Blitzschnell mit hoher Trefferquote

Heftiges Gewitter über Berlin: Die VdS-Meteo-Info verrät, wann und wo es zum Blitzeinschlag gekommen ist.
Heftiges Gewitter über Berlin: Die VdS-Meteo-Info verrät, wann und wo es zum Blitzeinschlag gekommen ist.

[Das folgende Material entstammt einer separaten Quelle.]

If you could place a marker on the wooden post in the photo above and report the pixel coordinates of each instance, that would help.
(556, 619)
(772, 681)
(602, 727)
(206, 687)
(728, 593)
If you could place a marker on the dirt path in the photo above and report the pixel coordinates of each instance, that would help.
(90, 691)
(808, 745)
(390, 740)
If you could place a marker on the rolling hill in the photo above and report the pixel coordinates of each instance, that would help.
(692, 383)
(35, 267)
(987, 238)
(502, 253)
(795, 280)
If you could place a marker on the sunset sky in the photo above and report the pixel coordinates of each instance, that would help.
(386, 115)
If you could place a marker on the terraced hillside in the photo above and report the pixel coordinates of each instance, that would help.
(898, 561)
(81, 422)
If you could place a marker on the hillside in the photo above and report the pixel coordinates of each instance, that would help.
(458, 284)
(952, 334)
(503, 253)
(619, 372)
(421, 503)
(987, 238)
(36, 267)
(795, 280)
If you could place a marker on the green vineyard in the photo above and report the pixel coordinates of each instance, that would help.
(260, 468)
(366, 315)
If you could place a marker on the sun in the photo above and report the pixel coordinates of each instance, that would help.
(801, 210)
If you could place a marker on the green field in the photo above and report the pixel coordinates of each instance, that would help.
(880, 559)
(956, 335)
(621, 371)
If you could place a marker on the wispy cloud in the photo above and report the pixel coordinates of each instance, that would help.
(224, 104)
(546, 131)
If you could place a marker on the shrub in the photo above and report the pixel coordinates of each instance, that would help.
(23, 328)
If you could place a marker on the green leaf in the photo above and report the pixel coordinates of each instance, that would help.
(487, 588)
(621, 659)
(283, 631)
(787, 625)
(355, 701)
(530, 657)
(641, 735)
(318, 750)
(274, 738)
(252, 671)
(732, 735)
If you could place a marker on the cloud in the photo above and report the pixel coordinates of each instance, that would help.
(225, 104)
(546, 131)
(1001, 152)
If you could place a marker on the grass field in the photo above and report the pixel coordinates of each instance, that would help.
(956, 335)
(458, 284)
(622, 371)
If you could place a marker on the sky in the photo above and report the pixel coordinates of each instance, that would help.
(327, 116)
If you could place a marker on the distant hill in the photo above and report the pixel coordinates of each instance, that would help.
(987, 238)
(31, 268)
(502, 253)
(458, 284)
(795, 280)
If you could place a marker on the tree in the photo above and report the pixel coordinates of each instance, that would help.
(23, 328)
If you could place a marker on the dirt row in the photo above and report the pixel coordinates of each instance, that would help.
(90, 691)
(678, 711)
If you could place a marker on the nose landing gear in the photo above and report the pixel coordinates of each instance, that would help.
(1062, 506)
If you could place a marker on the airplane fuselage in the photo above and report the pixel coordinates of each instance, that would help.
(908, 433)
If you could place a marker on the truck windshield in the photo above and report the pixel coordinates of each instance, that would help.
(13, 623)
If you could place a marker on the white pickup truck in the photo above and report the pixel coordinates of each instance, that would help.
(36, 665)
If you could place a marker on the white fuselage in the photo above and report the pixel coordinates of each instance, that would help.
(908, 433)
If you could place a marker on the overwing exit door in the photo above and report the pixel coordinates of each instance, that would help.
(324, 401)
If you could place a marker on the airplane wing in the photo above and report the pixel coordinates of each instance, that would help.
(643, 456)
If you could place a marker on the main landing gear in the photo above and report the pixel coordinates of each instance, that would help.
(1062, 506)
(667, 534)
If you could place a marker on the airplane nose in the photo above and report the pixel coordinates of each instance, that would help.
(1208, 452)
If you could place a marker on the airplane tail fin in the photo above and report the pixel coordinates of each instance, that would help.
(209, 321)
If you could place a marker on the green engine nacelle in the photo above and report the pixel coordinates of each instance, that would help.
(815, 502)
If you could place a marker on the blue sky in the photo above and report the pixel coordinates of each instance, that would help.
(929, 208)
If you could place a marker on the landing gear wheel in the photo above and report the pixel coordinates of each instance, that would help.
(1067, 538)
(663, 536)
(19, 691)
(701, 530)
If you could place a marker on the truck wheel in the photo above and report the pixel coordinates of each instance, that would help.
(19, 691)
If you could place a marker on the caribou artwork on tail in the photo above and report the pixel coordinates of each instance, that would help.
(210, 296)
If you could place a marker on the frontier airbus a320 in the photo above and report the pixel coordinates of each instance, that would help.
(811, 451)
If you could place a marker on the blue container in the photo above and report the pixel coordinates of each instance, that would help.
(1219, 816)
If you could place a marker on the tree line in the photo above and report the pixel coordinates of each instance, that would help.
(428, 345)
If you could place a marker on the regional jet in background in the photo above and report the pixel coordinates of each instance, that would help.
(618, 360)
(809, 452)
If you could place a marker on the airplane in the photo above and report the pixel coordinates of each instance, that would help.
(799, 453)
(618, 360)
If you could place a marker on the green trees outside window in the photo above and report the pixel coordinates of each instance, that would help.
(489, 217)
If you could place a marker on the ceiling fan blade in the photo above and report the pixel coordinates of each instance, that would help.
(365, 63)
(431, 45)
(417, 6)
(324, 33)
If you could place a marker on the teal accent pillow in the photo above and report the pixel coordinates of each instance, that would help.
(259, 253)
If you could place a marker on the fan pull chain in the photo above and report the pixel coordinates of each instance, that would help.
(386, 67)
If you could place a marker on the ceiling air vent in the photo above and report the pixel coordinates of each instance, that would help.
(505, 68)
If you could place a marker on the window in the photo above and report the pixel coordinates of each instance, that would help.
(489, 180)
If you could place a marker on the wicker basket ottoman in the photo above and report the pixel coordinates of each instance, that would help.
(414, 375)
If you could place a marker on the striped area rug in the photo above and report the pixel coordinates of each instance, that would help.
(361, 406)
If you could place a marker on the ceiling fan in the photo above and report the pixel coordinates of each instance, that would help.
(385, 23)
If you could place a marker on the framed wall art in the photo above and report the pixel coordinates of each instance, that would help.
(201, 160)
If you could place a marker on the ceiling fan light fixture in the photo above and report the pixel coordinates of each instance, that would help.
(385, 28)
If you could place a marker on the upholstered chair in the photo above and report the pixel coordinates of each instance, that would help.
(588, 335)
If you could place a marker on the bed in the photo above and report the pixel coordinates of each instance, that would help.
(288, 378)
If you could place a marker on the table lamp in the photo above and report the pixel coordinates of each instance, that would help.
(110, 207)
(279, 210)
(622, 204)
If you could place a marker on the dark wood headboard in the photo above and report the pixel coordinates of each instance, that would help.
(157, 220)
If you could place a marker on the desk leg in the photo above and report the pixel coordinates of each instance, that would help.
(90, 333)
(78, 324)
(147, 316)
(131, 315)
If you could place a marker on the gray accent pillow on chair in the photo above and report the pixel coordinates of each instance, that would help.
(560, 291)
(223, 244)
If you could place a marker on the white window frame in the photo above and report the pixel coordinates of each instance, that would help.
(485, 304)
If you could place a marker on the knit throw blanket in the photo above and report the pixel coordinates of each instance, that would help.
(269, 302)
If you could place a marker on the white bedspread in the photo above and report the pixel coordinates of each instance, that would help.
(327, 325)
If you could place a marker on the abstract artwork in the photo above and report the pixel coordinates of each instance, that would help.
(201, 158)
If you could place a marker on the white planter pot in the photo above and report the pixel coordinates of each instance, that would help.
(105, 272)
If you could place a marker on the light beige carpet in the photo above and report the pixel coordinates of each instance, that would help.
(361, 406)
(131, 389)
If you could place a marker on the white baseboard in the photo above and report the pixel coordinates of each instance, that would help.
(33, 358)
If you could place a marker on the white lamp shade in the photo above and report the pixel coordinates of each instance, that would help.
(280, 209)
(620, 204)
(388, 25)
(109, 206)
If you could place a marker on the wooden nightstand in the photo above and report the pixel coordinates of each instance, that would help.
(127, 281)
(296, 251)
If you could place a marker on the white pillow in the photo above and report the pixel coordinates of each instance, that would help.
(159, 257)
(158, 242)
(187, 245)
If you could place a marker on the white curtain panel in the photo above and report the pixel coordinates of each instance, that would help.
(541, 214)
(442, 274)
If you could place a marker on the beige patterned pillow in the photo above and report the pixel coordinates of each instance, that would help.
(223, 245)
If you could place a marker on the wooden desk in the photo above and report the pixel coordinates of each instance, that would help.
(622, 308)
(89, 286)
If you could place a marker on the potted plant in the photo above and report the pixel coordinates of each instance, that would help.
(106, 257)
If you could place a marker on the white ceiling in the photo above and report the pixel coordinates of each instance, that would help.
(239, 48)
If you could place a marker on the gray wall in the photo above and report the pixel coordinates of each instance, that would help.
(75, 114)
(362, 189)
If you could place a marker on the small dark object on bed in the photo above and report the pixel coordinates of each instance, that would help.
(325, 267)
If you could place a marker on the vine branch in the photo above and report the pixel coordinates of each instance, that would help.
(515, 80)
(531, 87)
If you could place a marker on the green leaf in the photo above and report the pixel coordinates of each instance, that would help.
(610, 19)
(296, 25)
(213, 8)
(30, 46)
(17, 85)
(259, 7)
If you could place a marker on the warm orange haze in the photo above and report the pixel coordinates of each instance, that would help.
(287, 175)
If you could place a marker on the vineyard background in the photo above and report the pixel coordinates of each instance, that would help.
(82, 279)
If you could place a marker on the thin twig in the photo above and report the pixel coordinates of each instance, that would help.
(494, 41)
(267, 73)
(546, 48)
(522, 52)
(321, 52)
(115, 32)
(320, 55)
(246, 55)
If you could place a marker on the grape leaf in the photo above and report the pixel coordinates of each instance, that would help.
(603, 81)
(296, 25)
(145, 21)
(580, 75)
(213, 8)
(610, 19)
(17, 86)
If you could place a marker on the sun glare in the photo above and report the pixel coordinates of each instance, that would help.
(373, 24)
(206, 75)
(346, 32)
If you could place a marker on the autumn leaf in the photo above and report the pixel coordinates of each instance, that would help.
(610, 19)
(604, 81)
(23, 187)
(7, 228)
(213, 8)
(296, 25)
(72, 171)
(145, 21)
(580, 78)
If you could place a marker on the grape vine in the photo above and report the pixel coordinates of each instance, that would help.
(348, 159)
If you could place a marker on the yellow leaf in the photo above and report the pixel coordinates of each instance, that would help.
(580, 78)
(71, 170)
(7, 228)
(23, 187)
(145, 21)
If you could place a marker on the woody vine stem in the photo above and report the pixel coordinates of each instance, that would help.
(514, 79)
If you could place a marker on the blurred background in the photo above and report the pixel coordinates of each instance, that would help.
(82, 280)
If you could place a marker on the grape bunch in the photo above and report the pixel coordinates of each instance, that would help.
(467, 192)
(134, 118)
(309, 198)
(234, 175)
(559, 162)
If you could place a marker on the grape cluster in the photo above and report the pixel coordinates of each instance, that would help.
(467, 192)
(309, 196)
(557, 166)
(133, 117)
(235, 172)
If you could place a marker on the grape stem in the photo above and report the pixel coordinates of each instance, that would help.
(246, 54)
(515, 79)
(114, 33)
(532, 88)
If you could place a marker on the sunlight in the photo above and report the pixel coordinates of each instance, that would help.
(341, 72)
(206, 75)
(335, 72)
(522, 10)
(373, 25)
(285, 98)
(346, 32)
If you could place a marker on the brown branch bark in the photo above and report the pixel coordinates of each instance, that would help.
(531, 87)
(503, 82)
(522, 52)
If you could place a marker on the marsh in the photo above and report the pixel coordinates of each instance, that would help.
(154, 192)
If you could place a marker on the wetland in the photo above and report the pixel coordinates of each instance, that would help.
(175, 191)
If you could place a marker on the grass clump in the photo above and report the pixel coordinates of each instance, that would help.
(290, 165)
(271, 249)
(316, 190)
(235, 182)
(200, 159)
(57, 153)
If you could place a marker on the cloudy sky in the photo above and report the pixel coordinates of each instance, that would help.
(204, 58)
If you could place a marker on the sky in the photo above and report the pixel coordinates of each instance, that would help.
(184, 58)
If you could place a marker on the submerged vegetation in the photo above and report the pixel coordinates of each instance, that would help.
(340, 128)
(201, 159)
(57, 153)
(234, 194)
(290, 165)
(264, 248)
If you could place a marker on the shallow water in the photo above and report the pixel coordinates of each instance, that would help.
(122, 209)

Wie die VdS-Meteo-Info Schadenbeurteilungen vereinfacht

Ein Blitz zwischen Wolke und Erde dauert nur wenige Millisekunden. Was da so faszinierend und bedrohlich über den Himmel zuckt, ist ein bis zu 400.000 Ampere starker elektrischer Strom. „Eine halbe bis eine Million Erdblitze gibt es jedes Jahr in Deutschland“, sagt Stephan Thern, der Leiter des Blitz-Informationsdienstes von Siemens (BLIDS). Der Dienst liefert die Daten für die Meteo-Info des VdS. 16 eigene Mess­antennen im Inland und weitere rund 150 Mess-Stationen im europäischen Ausland ermöglichen es, Ort und Stärke eines Blitzeinschlages zu ermitteln. „Wenn Sie im Radio bei Gewitter ein Knacken hören, dann ist es das Signal, das uns interessiert“, erklärt Thern. Ein Blitz erzeugt ein elektromagnetisches Feld, und dieses wird von mindestens drei Stationen registriert. Schon wenige Sekunden später können die Daten über die Meteo-Info abgerufen werden. „Etwa die Hälfte der Erdblitze können wir auf unter hundert Meter genau lokalisieren, die übrigen auf unter 800 Meter genau“, so der Diplom-Ingenieur.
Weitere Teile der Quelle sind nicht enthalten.